Boston’s dining scene has exploded in recent years, and the design — not just the food — of its newest and trending places continues to test creative limits. Here we look at one design that pays homage to Boston’s supper club past while still being thoroughly modern and another that perfects the aesthetic of a modern sushi bar.
Yvonne’s
A modern interpretation of the supper club, Yvonne’s opened in September 2015 in Downtown Crossing, and occupies the former space of Locke-Ober, a small cellar café that opened in 1862 and was a mainstay in Boston’s dining scene for more than a century. In renovating the space, co-owners Chris Jamison and Mark Malatesta sought to recreate the former tenant’s reputation for international food and wild parties, where dining, lounging and revelry effortlessly blended. Guests enter through a “secret entrance” at the back of a blow-dry bar to the 90-seat dining area outfitted with gray tufted sofas, white tables, decorative wallpaper and chandeliers. A painting pays homage to Locke-Ober portrait of Mademoiselle Yvonne — one of many nods to the landmark. Many of the 150-year-old architectural and design features were maintained, including the restaurant’s original raw brick and Santo Domingo mahogany bar, hand-carved on-site by French woodworkers in 1886 and now topped with white Calacatta marble.
Adjacent to the dining room, the lounge replicates Locke-Ober’s unvarnished brick walls and tin ceiling.
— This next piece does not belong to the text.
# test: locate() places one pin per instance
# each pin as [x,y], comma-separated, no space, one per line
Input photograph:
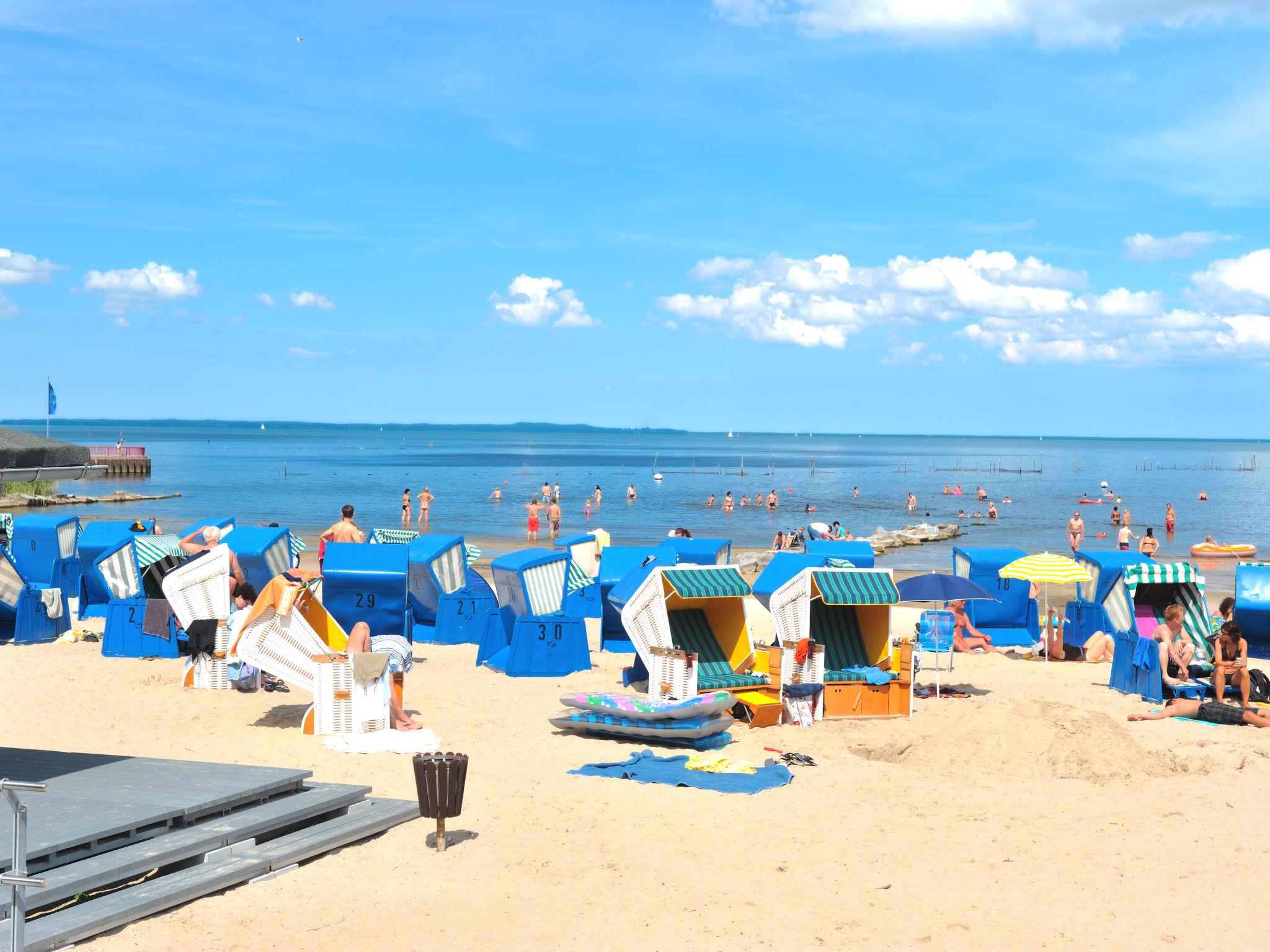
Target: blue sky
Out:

Couches and coffee tables offer an informal dining and drinking space decorated with mixed media from Amsterdam.
Yvonne’s intimate seating areas continue in the 32-seat Library Bar, which serves classic cocktails. Bookshelves surround communal and private tables, and the space features a mahogany bar, comfy couch seating, herringbone wood floors, Locke-Ober’s original gilded fireplace and portraits of famous historical figures. A lower level has private space that can be rented out for parties of up to 100.
UNI
This highly acclaimed, inventive Japanese and sushi mainstay opened inside the iconic Clio lounge at the Eliot Hotel on Commonwealth and Massachusetts Avenue in 2002. Executive Chef and Owner Ken Oringer opted to close Clio at the end of 2015 and, with Executive Chef and new Partner Tony Messina, the space underwent a major redesign, and UNI took over the former Clio space, bringing with it influences from the streets of Tokyo, Shanghai, Singapore, Bangkok and Bangladesh.
Designed by Peter Niemetz, who was also the original designer of Clio, UNI feels clean and modern with dark rustic wood and playful pops of color woven throughout for an upbeat, casual experience. In the 80-seat dining room, hardwood floors and natural materials contrast with tattoo-inspired art and the pulsing energy of the restaurant’s three bars: one for drinks, the other two for sushi and sashimi.
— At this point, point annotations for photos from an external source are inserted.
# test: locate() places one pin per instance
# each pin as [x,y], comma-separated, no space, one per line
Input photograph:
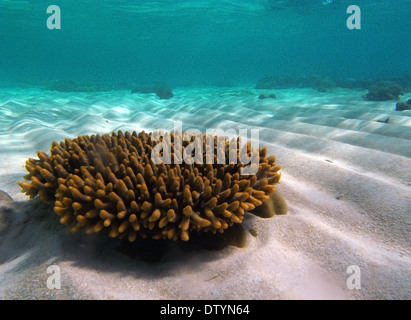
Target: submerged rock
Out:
[383,91]
[4,196]
[264,96]
[162,92]
[401,106]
At the bar, guests can order classic cocktails, tiki-style concoctions and draft pours of sake. The sashimi bar offers guests a front-row view of the action while the sushi bar installed at the opposite end of the restaurant allows guests to partake in creative maki and nigiri, made with fresh seafood sourced from both local fisherman and Tokyo’s famed Tsukiji market. Photography by Hien Nguyen
Branch Line
This Watertown restaurant, which opened in October 2015, is the first partnership between Andrew Holden and Garrett Harker, Massachusetts Restaurant Association’s 2016 Restaurateur of the Year. Designed by architect David McMahon, the restaurant occupies space in the former Watertown Arsenal, once a weaponry depot and small-arms factory predating the Civil War by nearly 50 years. Constructed in 1816 by Alexander Parris, who would later design Quincy Market, the Arsenal has been a landmark in the Boston neighborhood for nearly two centuries. Fully converted to caviling use in 1995, the Arsenal is now a mixed-use development listed on the National Register of Historic Places, ensuring that key structural elements of the buildings and facades stay untouched. In keeping with the Federal style of architecture present throughout the Arsenal, Branch Line sports high steel-beamed ceilings and a red brick facade that speaks to its military heritage. Floor-to-ceiling windows bring natural light into the space. The 50-seat dining room features oak wood floors, painted brick walls, and traditional and bench-style seating repurposed from pews found at an old church in Warwick. An open kitchen showcases a rotisserie oven for slow-roasted meats as well as a wood-fired grill resembling an antique fire pit for cooking oysters and steaks.
A 14-seat oiled-steel bar with a blackened bar top and unmarked, white marble beer taps glistens under industrial light fixtures, flanked by an outdoor keg room leading up to Branch Line’s front entrance. Outside, a year-round terrace, with 65 seats at the height of the season, is partially covered by steel beams and siding. A bocce court and perennial garden allow guests to partake in games or walk the grounds.